J’esquisse un faible sourire.
– Bien sûr. Vous pouvez me faire confiance. Vous ne serez pas déçue.
– Bien. Vous pouvez vous retirer. Demain matin, vous reviendrez ici pour que je vous explique le but de la mission que je vais vous confier.
En dehors de la salle, un nouveau guide nous attend. Il nous fait signe de le suivre. Nous nous mettons en marche, dans un silence lourd. Je jette un coup d’œil à Rafael. Il a l’air contrarié.
“Tu ne dois pas oublier tes objectifs, Nausicaa : dissiper la malédiction qui nous pèse à toutes les deux” murmura Karan.
Sans mot dire, je soupire discrètement. Je pensais que le but de Karan était de prendre le contrôle de mon corps. Ça, c’est le but de Shadow, pas le mien.”
Si tu le dis. Mais tu n’as pas peur de disparaître lorsque la malédiction aura été dissipée ?
“J’ai déjà vécu trois cent ans. La mort ne me fait pas peur. À vrai dire, elle me fait même envie. Mais tu sais, il est possible qu’on arrive pas à faire effacer la malédiction…”
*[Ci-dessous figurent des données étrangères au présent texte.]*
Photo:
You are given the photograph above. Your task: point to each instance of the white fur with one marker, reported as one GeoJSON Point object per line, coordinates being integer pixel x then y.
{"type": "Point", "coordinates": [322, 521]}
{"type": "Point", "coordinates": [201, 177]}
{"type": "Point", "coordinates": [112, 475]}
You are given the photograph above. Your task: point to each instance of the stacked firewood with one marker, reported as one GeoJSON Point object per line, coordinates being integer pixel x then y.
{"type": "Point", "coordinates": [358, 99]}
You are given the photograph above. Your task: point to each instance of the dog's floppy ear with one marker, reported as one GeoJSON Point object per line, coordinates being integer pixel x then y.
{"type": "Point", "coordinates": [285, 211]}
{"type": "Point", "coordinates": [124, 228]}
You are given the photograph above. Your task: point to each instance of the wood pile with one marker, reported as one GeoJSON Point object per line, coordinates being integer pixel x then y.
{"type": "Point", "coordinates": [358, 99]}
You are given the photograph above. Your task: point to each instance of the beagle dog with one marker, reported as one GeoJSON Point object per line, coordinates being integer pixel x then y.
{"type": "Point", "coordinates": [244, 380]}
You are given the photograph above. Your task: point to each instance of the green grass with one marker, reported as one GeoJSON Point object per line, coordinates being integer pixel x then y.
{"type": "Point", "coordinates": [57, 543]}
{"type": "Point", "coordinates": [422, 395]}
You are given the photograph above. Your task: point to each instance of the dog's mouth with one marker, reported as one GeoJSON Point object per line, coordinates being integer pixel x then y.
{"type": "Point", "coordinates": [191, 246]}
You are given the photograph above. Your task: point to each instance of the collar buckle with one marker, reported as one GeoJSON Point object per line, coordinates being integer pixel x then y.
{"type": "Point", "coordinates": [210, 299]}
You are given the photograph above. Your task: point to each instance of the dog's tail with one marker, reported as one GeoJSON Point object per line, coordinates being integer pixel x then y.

Je sais, mais j’espère que ça n’arrivera pas.
– Voici vos chambres, annonce notre guide.
Nous sommes arrivés devant deux ouvertures sans portes, uniquement couvertes par un petit rideau de perles. Rafael soulève celui de gauche, et se glisse à l’intérieur sans un mot. J’entre dans celle de droite, tandis que notre guide tourne les talons et s'en va.
Je découvre une grande salle, séparée en deux parties par des algues qui pendent du plafond. La partie de droite, la plus petite, contient uniquement un bassin d’eau. Sur le mur du fond, des alcôves ont été creusées.
La partie principale, à gauche, contient un lit, qui semble plus confortable que ce à quoi je suis habituée. Près de l’entrée est placée une table faite d’un large rocher. D’autres, plus petits, semblent pouvoir servir de sièges. Sur l’un d'eux, une pile de vêtements m’attend sagement. Contente de pouvoir me changer, je me déshabille et enfile ma nouvelle tenue sans attendre. Elle est composée d’une longue tunique blanche m'arrivant aux genoux, retenue par une ceinture de cuir, d’une cape mauve, et de bottines noires.
Je ne sais pas combien de temps je vais rester ici. J’espère que ça ne durera pas trop longtemps : ma marque continue de grandir, et je ne sais pas ce qui pourrait m’arriver si ma situation empire.
“Je te l’ai déjà dit” souffle Karan.
Je soupire.
– Nausicaa, je peux entrer ? m’appelle Rafael, de l'autre côté du rideau.
– Bien sûr.
Je m'assois sur mon lit, et Rafael me rejoint.
– Maintenant que nous sommes sortis de cette caverne, tu vas pouvoir m'expliquer ce qu’il se passe avec toi…
J'hoche la tête avec un faible sourire.
– J'imagine que je ne peux plus y échapper… Je ne sais pas vraiment par où commencer.
– Peut-être par ta malédiction… Ou alors cette ombre qui vit en toi, cette Karan…
J’ai un mouvement de recul, interdite. Comment peut-il connaître son nom ?
Voyant mon visage éberlué, il soupire.
– J’avais déjà remarqué qu'une ombre vivait dans ton corps. Mais ce n’est qu’il y a quelques jours que je t’ai entendu parler avec elle.
– Karan est ma malédiction, en quelque sorte, je murmure. Cette marque noire sur mon dos le prouve. Chaque jour qui passe, elle s’étend un peu plus…
Je prend une légère inspiration.
– Je ne sais pas ce qu'il pourrait m’arriver à cause de cela.
Je fais de mon mieux pour éviter le regard perçant et inquiet de Rafael.
– Pour le moment, Karan ne peut pas prendre forme humaine, je continue, mais plus ma marque s'étend, plus elle gagne en puissance.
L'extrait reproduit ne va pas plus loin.